Öömrang üüb Oomram – Friesisch auf Amrum


Friesisches “Willkommens-Schild” in Norddorf

Amrum ist eine nordfriesische Insel. So zeigen es die Landkarten und so nennt es das Lexikon. In den älteren Inseldörfern stehen noch etliche Friesenhäuser, und der Inselbesucher wundert sich über die fremdartigen Straßennamen mit der Verdopplung von Selbstlauten. Der „Öömrang Ferian“, hat Amrumer Verein, der sich um die Natur und Kultur der Insel bemüht, hat eines der alten Häuser in Nebel, das „Öömrang Hüs“ im Urzustande bewahrt und als Museum zur Besichtigung eingerichtet. Auf vier Gedenksteinen, verstreut über die Inseldörfer, wird das Nationallied der Amrumer präsentiert, beginnend am Aufgang zur Aussichtsdüne von Wittdün. Und bei Nebel und Norddorf werden ankommende Inselgäste mit „Öömrang“ auf Friesisch begrüßt. Auf einer Ausflugsfahrt mit der „Eilun“ zu den Seehunden im Wattenmeer wird dann der friesische Wortschatz erweitert. Und vermutlich erleben Inselgäste auch bei der einen oder anderen Gelegenheit ein Gespräch zwischen Einheimischen und haben – auch als Plattdeutsch sprechende – nicht den Hauch einer Chance, auch nur ein Wort zu verstehen.

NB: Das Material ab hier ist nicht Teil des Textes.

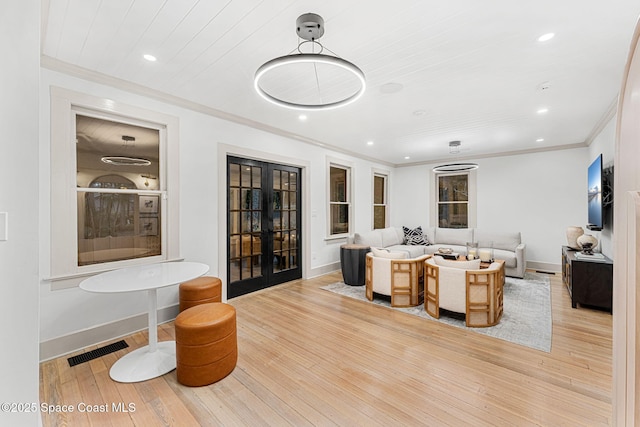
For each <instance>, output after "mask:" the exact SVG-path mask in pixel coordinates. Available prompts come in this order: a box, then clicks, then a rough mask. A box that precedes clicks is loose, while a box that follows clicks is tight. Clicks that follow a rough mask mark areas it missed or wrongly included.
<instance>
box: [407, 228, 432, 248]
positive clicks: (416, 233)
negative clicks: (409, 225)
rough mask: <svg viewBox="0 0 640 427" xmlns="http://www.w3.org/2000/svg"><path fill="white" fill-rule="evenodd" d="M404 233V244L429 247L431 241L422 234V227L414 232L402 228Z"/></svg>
mask: <svg viewBox="0 0 640 427" xmlns="http://www.w3.org/2000/svg"><path fill="white" fill-rule="evenodd" d="M402 231H403V232H404V243H405V245H425V246H427V245H429V244H430V243H429V240H428V239H427V236H425V235H424V234H423V233H422V226H418V227H416V228H414V229H413V230H412V229H410V228H408V227H405V226H404V225H403V226H402Z"/></svg>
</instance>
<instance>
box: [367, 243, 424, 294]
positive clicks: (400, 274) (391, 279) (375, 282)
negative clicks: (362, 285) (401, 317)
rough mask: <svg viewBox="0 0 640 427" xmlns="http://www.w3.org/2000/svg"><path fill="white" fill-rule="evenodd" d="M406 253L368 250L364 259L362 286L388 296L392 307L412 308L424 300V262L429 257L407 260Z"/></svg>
mask: <svg viewBox="0 0 640 427" xmlns="http://www.w3.org/2000/svg"><path fill="white" fill-rule="evenodd" d="M407 255H408V254H407V253H406V252H401V251H398V252H393V251H389V250H386V249H379V248H373V247H372V248H371V252H369V253H368V254H367V257H366V272H365V287H366V295H367V299H368V300H369V301H371V300H373V294H374V293H377V294H381V295H388V296H390V297H391V306H392V307H413V306H416V305H420V304H422V302H423V301H424V275H423V272H424V261H425V260H426V259H428V258H430V257H431V255H421V256H419V257H417V258H408V257H407Z"/></svg>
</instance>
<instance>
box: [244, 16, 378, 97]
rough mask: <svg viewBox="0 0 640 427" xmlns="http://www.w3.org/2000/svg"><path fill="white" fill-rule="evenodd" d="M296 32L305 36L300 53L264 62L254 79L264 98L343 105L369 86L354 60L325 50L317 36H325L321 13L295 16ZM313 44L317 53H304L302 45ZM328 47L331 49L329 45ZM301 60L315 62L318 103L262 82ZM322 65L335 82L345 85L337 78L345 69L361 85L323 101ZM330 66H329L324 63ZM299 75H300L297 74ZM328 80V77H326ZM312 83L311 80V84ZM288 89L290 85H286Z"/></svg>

Friesen bewohnen Amrum seit etwa 1300 Jahren. Nachdem die vorherige Bevölkerung, die „Alten Germanen“, die uns immerhin ihre mächtigen Findlingsgrabkammern und Hügelgräber und ihre heidnischen Wochentage hinterlassen haben, zusammen mit anderen im Norden und nahe der Nordsee ansässigen Völkerschaften in Richtung England entschwunden waren, wanderten etwa im 7./8. Jahrhundert aus Richtung Südwesten die Friesen in die weitgehend verlassene Küstenlandschaft ein – nach bisherigen Erkenntnissen zuerst auf den hochliegenden Geestinseln Sylt, Föhr und Amrum, wo nach Ausweis archäologischer Bodenfunde allerdings noch Reste der vorherigen Bevölkerung verblieben waren. Die neuen Besiedler kamen aus der Gegend der Rheinmündung und dem heutigen Nordholland und brachten ihre Kenntnisse über Küstenschutz und Wasserbauwesen und ihr Talent als Seefahrer mit. Aber auch die friesische Sprache. Die in zahlreichen Inseln voneinander isolierten Lebensräume bedingten allerdings eine zunehmende Aussplittung der Sprache in eine Vielzahl von Dialekten, von denen jene von Föhr und Amrum heute einen weitgehend übereinstimmenden und den größten Sprachenblock darstellen. Merkwürdigerweise nennen sich die Inselfriesen aber selbst nicht Friesen, sondern bezeichnen sich nach der jeweiligen Insel als Sölringen (Sylter), Feringen (Föhrer) und Öömrangen (Amrumer).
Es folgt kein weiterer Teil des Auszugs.